Following on from getting midi working on my pc, I wanted to look at programming options for it. Python seemed a decent candidate to start with - a scripting language with a sizable community, so there was bound to be existing libraries for it. I found python-rtmidi and decided to give it a go. It installs the C++ RtMidi classes and a Python wrapper around them.
I initially installed it into my WSL installation of Ubuntu. However that didn't work - it couldn't see the native Windows midi device drivers. There is probably a way to fix that but I didn't want to waste much time on it until I has proven that the Python/Midi combo worked at all on Windows.
So I installed Python natively on Windows along with Pip. After installing the python-rtmidi package I ran some of the test scripts and it worked straight away. It was able to send sounds to the keyboard to play and also read from the keyboard what keys were being pressed. It was good fun and would seem to me to be a great way to introduce kids who are musically inclined to programming.
→ posted on August 5, 2019music
I was messing about with Yousician and really enjoyed it. However using the audio option to detect notes wasn't really the best so I started looking at other alternatives. I was able to get my Yamaha Ypt-200 keyboard connected to my PC via a midi cable and use this as an input device for Yousician. I used a fairly cheap cable from Amazon to connect the keyboard to the PC. Windows 10 auto detected the cable and set it up automatically. There was just one setting to enable on the keyboard - that was to disable local sound and have everything come through the PC. AFter that when I went into Yousician's settings I was able to select the midi option for input.
One problem I had initially was that no key was being detected at all. I had the midi cable connected incorrectly. The cable splits into two midi connectors and I just plugged them in randomly into the sockets on the keyboard. However these need to go into the correct ports - one is for input and one is for output. Swapping these around allowed the keys to be detected by Yousician and from there it worked fine.
There does seem to be a bit of lag when pressing the keys. It's not consistently present and most of the time seems to work. However I tried to install Asio4ALL software to try to fix this. The lag was greatly improved but it messed up the sound in other applications and I couldn't manage to configure it correctly and had to uninstall.

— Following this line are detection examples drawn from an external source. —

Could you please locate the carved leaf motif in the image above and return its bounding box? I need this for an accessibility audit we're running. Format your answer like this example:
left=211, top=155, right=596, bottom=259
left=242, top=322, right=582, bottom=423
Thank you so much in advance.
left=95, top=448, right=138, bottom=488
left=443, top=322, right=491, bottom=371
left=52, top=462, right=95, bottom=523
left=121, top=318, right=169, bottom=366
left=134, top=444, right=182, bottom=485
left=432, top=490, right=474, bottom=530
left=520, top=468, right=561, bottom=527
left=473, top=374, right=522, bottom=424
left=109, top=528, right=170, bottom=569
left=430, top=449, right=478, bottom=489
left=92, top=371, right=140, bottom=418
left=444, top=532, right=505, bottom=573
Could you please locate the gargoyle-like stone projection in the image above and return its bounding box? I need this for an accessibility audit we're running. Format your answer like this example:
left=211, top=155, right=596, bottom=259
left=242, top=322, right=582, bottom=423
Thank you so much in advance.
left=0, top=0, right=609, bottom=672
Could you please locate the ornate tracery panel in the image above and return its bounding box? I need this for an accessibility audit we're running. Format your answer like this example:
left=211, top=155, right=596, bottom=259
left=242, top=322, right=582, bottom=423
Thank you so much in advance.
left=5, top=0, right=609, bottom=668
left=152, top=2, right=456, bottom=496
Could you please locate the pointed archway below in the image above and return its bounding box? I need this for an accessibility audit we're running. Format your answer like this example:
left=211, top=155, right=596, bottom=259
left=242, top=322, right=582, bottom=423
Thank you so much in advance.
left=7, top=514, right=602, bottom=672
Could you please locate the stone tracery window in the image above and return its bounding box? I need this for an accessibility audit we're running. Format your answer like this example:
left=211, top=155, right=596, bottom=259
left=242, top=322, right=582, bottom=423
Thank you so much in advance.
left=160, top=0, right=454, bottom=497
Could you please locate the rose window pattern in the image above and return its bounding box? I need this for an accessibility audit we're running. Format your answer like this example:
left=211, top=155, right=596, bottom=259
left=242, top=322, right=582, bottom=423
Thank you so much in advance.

When it works I really like it. I have a Dell 2 in 1 and I can flip that over and put that on the keyboard's music stand. It's unfortunate that the lag ruins a great program. I've tried it with some other instruments - using a guitar via the RockSmith cable was fine. However a Ukelele using the laptop microphone was horrific - so much lag - every note was detected as late. I really can't understand why they won't add a proper calibrate function to identify the delay between your instrument and their notes. Guitar Hero on the PS2 had this over 10 years ago. Such a shame.